Monday, January 16, 2006

Lablabi Makanan Tunis

Lablabi, Jagonya Sumsum Sapi


Borguiba Avenue, jantung kota tua, Tunis

Awal Januari lalu, seorang kawan mentraktirku makan malam dalam rangka syukuran ulang tahunnya. Aku diminta tentukan menu sendiri. Benar-benar kesempatan emas dan tak boleh dilewatkan. “Saya mau makan lablabi”, tuturku mantap penuh semangat, menerima tawarannya. Lablabi, makanan khas Tunis itu, memang sejak lama kuinginkan, bahkan kuangankan.

Menu utama lablabi adalah sumsum sapi. Lablabi mudah ditemukan di restoran, kantin atau rumah makan sederhana kota Tunis. Meski tak semua rumah makan punya lablabi. Harganya cukup murah ; 1,5 Dinar (12 ribu rupiah). Di restoran elit, mungkin sedikit lebih mahal.

Malam itu, aku bersama dua rekan tiba di sebuah rumah makan sederhana di Al Jazira Square, perempatan dekat stasiun Tunis Kota. Tahu bahwa aku ingin lablabi, seorang pelayan memberiku sebuah mangkuk besar dan sebongkah roti tawar, juga berukuran besar. Mangkuk itu terbuat dari tanah liat, berwarna coklat dengan hiasan gambar bunga di tepiannya. Lablabi dan kuskus, dua makanan populer Tunis, biasa disajikan dalam mangkuk seperti itu.

Lalu, roti tawar itu kupotong-potong pake tangan hingga berukuran kecil-kecil. Nyaris bubuk. Emang begitu perintah si pelayan. Aku nurut saja. Ukurannya sesuai selera masing-masing. Kulihat beberapa pasang muda-mudi Tunis yang mau makan lablabi, juga sedang sibuk memotong-motong roti. Sambil bercanda ketawa ketiwi, romantis, sekaligus bikin iri.

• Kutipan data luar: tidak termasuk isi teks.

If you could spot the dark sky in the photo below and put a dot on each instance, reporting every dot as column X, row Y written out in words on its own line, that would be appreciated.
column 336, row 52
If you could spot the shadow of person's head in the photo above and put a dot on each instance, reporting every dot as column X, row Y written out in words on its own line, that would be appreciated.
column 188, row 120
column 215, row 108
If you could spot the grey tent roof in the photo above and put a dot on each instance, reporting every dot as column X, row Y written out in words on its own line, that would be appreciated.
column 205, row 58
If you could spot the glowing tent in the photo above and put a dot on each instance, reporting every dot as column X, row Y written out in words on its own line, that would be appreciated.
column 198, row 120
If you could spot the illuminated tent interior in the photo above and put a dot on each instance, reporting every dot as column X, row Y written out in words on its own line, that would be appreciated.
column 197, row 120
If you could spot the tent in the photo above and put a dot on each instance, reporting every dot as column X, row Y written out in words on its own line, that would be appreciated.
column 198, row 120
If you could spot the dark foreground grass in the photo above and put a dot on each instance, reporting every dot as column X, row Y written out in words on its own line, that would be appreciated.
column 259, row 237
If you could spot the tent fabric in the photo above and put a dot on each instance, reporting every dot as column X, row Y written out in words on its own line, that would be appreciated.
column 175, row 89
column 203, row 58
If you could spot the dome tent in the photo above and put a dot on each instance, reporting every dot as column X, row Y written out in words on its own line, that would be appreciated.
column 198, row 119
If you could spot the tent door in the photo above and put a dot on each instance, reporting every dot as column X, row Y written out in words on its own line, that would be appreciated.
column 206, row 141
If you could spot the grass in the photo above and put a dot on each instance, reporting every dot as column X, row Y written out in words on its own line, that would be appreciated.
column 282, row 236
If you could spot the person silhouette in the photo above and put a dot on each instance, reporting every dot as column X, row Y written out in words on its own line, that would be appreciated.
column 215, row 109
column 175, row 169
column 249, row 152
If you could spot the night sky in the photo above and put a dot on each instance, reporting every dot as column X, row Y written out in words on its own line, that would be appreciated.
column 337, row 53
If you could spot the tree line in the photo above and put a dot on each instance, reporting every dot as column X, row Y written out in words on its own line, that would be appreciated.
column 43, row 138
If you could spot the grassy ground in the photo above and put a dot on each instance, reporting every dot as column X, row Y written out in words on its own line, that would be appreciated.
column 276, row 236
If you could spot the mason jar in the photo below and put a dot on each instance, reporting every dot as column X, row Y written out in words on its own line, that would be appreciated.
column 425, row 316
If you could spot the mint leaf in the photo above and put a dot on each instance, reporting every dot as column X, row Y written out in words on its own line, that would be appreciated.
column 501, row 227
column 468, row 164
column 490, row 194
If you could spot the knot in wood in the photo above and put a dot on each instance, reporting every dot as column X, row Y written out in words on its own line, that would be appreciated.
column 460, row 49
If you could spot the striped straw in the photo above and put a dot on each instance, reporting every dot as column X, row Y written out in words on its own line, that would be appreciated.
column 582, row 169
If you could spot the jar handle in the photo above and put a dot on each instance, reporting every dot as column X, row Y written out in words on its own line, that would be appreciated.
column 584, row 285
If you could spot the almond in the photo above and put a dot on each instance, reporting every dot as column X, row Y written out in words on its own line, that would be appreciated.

Jika roti itu telah bubuk, pelayan akan menumpahkan kuah panas berwarna coklat kehitaman ke dalam mangkuk. Kuahnya kental, maklum, isinya sumsum sapi campur bumbu. Lalu ditaburi irisan bawang merah, tomat, kacang rebus, cabe giling, serta telor rebus setengah matang. Wah, aromanya benar-benar membuatku menelan air liur.

Dengan bismillah, kucicipi sesendok kuah lablabi. Mataku berkedip-kedip. Wih, gurih buanged rasanya. Lalu, kuah lablabi itu kuaduk rata, seperti yang dilakukan orang-orang Tunis itu. Hingga rotinya bercampur, larut dalam kuah itu.

Untuk ukuran perut orang Indonesia, kayaknya, makanan semangkuk besar itu terlalu banyak. Tetapi, setiap teori memiliki pengecualian Hehehe, ga nyambung yach. Maksudku, jika makanannya adalah lablabi, mangkuk sebesar itu pun akan terasa kecil. Isinya tetap akan habis, meski disantap oleh orang Indonesia. Buktinya? Aku sendiri, hehehe, pada malam itu. Tak terasa, disantap sambil ngobrol, dalam terpaan udara dingin, lablabi hangat di mangkokku itu habis juga. Sebenarnya aku juga nyaris tak percaya, kok bisa menghabiskan porsi besar begitu. Ah, lablabi siiiiih.. bikin gemes..

Senin 9 Januari 2006
Salam Manis dari Tunis

1 comment:

  1. Mmmm, saya kok ngebayanginnya, lablabi itu penuh dengan kolesterol ya? Pi beneran enak gak siy? Beware of ur health!!